Keith Kloor's blogged description of my "Climate Skeptics and Deniers" article (in SKEPTIC Magazine) drew hundreds of comments. (My original article is posted on my website.)
Mr. Kloor himself seemed to understand the core point that I was making -- that skepticism in science is all very good and helps drive the process. But for science to be useful in informing and guiding public policy, we all have to develop a sliding scale of BURDEN OF PROOF.
Given the firestorm that even re-quotations of my article seem to have stirred - (I love doing that!) - I sent in the following comment to Mr. Kloor's community. You may find it useful, too.
The denier movement pretends to be about asking honest questions about a scientific matter that is both complex and *possibly* fraught with systematic errors. I believe that honest skeptics can play an important role there. But denialism is ALSO about preventing the community consensus in atmospheric science from affecting public policy. They insist on a burden of proof that 99%+ of skilled experts in a field are insufficient - and yet a slim majority of science-illiterate politicians (during the Bush Era) and now a 40% *minority* of science-clueless politicians - should have absolute power to ignore the best scientific advice of the era.
This legerdemain and sleight of hand over burden of proof is dismal, ignorant, dishonest and purely a product of left-right fixated ideology.
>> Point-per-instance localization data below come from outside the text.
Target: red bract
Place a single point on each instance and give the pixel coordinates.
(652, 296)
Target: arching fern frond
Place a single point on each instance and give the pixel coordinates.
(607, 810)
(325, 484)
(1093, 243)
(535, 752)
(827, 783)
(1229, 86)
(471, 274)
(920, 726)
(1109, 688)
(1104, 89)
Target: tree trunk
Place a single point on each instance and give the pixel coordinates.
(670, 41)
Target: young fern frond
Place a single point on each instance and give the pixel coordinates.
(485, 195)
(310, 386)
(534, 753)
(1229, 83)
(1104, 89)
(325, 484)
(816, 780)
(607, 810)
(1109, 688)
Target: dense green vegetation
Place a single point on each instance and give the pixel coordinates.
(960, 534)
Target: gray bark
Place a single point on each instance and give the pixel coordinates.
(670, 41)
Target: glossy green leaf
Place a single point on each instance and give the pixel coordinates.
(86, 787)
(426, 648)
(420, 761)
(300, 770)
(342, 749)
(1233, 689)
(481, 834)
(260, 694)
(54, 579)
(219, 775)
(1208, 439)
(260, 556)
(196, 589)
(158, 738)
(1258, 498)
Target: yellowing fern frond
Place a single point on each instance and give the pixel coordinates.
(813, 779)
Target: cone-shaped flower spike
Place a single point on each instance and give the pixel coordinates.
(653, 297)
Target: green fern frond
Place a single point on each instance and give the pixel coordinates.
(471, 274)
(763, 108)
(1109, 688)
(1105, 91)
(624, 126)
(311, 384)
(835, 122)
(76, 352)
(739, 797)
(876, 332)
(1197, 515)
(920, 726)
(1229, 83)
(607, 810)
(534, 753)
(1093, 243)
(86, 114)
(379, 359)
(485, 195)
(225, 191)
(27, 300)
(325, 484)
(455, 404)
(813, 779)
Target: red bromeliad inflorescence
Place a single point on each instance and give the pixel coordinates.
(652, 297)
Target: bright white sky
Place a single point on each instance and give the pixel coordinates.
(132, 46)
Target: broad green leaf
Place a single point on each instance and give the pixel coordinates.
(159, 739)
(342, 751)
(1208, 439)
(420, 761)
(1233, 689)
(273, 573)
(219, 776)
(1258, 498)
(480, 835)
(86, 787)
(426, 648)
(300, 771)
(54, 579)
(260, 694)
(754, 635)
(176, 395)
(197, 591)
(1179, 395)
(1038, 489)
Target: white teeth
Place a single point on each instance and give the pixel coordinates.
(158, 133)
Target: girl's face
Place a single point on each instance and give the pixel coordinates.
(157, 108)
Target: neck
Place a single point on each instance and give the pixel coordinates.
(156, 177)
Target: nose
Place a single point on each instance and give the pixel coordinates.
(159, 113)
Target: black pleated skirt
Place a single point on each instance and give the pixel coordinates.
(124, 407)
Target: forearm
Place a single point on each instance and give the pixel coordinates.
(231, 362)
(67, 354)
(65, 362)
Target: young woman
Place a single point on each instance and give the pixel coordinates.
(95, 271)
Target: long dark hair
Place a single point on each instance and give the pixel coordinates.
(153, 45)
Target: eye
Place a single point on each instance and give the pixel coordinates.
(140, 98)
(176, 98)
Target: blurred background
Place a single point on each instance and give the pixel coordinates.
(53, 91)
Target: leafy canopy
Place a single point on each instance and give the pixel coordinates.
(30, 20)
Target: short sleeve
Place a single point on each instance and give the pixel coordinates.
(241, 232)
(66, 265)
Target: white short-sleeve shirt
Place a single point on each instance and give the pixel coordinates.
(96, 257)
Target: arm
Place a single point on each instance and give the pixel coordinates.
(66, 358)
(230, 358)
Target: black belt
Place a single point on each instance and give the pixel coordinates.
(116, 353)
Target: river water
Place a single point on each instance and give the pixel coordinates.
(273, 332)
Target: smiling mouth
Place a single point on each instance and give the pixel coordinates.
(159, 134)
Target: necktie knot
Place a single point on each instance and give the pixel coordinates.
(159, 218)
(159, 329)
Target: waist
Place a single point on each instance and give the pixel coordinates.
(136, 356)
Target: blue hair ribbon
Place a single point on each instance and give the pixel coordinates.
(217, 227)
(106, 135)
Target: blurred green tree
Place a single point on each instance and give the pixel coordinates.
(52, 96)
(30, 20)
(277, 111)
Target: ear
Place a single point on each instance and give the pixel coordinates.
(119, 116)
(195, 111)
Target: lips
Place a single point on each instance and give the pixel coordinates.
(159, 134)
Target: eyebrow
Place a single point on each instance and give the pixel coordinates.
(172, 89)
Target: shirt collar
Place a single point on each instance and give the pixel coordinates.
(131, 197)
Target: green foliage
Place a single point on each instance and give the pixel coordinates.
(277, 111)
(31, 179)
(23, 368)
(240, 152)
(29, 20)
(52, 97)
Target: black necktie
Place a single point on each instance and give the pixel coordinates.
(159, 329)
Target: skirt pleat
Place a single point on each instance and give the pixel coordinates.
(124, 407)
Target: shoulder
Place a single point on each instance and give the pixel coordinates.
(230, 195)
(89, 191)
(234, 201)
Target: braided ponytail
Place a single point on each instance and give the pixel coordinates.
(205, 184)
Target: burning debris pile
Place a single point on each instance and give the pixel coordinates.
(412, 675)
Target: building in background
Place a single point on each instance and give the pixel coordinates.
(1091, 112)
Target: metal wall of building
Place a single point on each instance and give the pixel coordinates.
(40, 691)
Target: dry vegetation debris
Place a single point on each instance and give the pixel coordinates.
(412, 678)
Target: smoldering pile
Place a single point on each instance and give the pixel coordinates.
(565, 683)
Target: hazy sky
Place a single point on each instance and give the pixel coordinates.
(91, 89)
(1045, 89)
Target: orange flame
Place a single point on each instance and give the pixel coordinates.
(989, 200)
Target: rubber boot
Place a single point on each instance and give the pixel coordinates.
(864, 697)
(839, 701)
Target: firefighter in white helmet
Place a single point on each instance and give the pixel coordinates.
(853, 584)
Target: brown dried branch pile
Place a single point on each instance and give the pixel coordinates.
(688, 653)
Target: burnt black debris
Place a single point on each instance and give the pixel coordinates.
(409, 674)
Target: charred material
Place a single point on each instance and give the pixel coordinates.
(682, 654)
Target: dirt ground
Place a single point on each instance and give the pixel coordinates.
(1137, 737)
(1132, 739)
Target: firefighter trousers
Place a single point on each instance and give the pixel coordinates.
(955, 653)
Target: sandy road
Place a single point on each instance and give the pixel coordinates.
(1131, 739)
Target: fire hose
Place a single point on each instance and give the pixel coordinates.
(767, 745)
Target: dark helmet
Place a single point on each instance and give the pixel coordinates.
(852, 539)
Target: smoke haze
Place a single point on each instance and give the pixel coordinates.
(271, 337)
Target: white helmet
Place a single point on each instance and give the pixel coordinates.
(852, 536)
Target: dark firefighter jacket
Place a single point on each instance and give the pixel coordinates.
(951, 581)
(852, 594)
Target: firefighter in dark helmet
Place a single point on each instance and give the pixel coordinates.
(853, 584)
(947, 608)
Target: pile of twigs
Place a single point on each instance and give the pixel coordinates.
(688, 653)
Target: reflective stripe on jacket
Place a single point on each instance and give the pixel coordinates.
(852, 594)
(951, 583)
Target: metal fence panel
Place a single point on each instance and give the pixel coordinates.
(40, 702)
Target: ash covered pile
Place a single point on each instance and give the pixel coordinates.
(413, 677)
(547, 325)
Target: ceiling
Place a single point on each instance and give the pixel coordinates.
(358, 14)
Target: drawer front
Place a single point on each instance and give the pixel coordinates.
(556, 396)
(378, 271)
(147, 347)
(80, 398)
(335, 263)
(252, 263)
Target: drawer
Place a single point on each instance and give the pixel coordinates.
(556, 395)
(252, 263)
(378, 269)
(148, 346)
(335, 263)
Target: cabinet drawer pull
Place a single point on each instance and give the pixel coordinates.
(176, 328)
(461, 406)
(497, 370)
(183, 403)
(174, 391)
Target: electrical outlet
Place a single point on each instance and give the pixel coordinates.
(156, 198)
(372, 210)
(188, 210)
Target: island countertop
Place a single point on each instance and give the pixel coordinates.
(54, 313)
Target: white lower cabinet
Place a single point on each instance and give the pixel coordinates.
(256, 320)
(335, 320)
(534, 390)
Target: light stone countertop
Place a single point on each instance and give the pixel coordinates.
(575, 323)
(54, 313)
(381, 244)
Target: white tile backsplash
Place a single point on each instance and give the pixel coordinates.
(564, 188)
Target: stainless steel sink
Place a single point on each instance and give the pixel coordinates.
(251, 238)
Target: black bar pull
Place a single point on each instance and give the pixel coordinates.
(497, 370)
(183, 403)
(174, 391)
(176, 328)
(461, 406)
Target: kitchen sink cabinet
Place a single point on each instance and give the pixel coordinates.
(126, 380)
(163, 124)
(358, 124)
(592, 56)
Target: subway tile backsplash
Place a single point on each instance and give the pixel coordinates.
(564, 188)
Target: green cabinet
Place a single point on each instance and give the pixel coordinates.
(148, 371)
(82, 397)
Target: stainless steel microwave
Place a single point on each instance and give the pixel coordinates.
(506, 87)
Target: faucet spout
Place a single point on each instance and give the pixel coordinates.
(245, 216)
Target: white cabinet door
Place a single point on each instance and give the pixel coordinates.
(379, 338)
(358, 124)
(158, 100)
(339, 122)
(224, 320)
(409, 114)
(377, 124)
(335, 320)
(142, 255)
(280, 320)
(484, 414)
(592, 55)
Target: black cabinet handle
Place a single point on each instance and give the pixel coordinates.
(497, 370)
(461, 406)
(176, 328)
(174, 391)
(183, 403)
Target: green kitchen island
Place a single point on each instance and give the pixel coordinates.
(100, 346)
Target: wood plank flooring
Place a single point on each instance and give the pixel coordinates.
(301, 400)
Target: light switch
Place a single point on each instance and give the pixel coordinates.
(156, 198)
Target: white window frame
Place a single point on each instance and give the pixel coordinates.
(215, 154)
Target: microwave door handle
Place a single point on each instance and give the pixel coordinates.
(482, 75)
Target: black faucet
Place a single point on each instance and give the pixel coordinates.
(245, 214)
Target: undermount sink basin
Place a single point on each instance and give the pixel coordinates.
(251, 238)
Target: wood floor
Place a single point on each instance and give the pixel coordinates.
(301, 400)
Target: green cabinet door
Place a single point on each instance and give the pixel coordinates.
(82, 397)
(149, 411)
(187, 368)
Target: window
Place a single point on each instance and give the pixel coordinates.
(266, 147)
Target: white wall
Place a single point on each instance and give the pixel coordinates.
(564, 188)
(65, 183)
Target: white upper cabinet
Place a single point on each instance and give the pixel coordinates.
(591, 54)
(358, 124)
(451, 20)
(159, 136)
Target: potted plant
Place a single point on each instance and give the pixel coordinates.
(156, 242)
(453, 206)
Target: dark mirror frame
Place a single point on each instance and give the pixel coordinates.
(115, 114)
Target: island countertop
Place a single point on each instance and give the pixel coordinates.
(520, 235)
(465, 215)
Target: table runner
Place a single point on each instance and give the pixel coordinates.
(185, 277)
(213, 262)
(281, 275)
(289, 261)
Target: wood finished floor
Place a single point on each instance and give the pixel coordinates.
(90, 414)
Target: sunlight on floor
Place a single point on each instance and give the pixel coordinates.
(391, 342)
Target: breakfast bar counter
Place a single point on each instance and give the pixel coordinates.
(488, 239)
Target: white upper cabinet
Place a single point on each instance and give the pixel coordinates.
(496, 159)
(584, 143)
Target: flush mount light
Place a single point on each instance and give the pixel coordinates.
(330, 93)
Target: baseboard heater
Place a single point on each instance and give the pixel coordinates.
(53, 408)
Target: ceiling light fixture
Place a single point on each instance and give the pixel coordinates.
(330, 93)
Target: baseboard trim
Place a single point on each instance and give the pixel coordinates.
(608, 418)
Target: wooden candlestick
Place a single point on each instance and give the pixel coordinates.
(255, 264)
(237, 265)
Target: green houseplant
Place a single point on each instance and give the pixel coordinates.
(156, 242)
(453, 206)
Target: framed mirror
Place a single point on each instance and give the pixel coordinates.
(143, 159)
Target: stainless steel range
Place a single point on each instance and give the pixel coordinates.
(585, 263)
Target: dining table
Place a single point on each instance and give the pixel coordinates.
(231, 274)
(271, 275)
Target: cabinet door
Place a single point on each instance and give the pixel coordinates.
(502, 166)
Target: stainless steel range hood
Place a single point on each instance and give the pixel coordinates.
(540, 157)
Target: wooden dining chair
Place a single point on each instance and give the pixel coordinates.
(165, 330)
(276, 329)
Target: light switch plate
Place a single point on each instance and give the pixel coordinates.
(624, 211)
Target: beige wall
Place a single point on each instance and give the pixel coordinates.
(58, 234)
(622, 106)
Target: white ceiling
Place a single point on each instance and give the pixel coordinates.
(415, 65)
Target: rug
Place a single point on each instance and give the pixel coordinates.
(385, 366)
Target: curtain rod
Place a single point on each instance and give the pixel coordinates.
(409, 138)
By any standard of logic -
1) the burden of proof falls upon those dissenting from the current standard model, especially when the percentage of experts hewing to the SM is in the high 90s and when that field has a recent track record of being very very very very smart. (e.g. atmospheric studies of far planets, correlating perfectly with weather models that have improved reliability from three hours to four days(!) in just a generation.)
2) When the precautionary principal shows us a genuine (if as-yet unproved) chance of catastrophic risk, prudent measures are called for before the risk is "proved." Yes, there can be arguments over other tradeoffs like economic impact. But when the denier side was responsible for (a) catastrophically bad economic management and an economic theory (supply side) that always and universally failed, and (b) deliberate obstruction of ANY climate palliation measures, even basic research...
...then that side merits very little credibility under our present conditions.
(An aside: I have yet to see anyone, on either side of the debate, consider the Tobacco Precedent... that those who have used very similar tactics to obstruct and delay action on climate change may be gambling their bankrolls. If HGCC does prove to be calamitous, an angry world may seek tort redress from those who blocked palliation efforts. Think about it.)
This was the reason for my article in SKEPTIC Magazine (subscribe!;-) Those who are genuine, nit-picking and scientifically informed skeptics ought to be able to say - aloud - all of the statements that I list. Statements that clearly distinguish such people from members of a flagrantly loony Denier Cult.
Anyone who can say those very reasonable (!) statements aloud can proudly step aside from that pack of lemmings. Such a person thus merits the word "Skeptic" and deserves respect - indeed, more respect than the harried and distracted scientists are giving to sincere question-askers, right now! (I also wrote the piece to help my scientist friends to parse these two kinds of questioners apart, and to be more fair to the sincere skeptics.)
If curiosity is your motivation, you SHOULD be part of this ongoing debate... WHILE our civilization also makes strong public policy moves to act upon expert advice and enact sensible TWODA measures, while funding research, even by dissenters so that we'll know more next year than we do, today.
But if curiosity is your motive, you will distance yourself as far as you can from Rupert's Cult.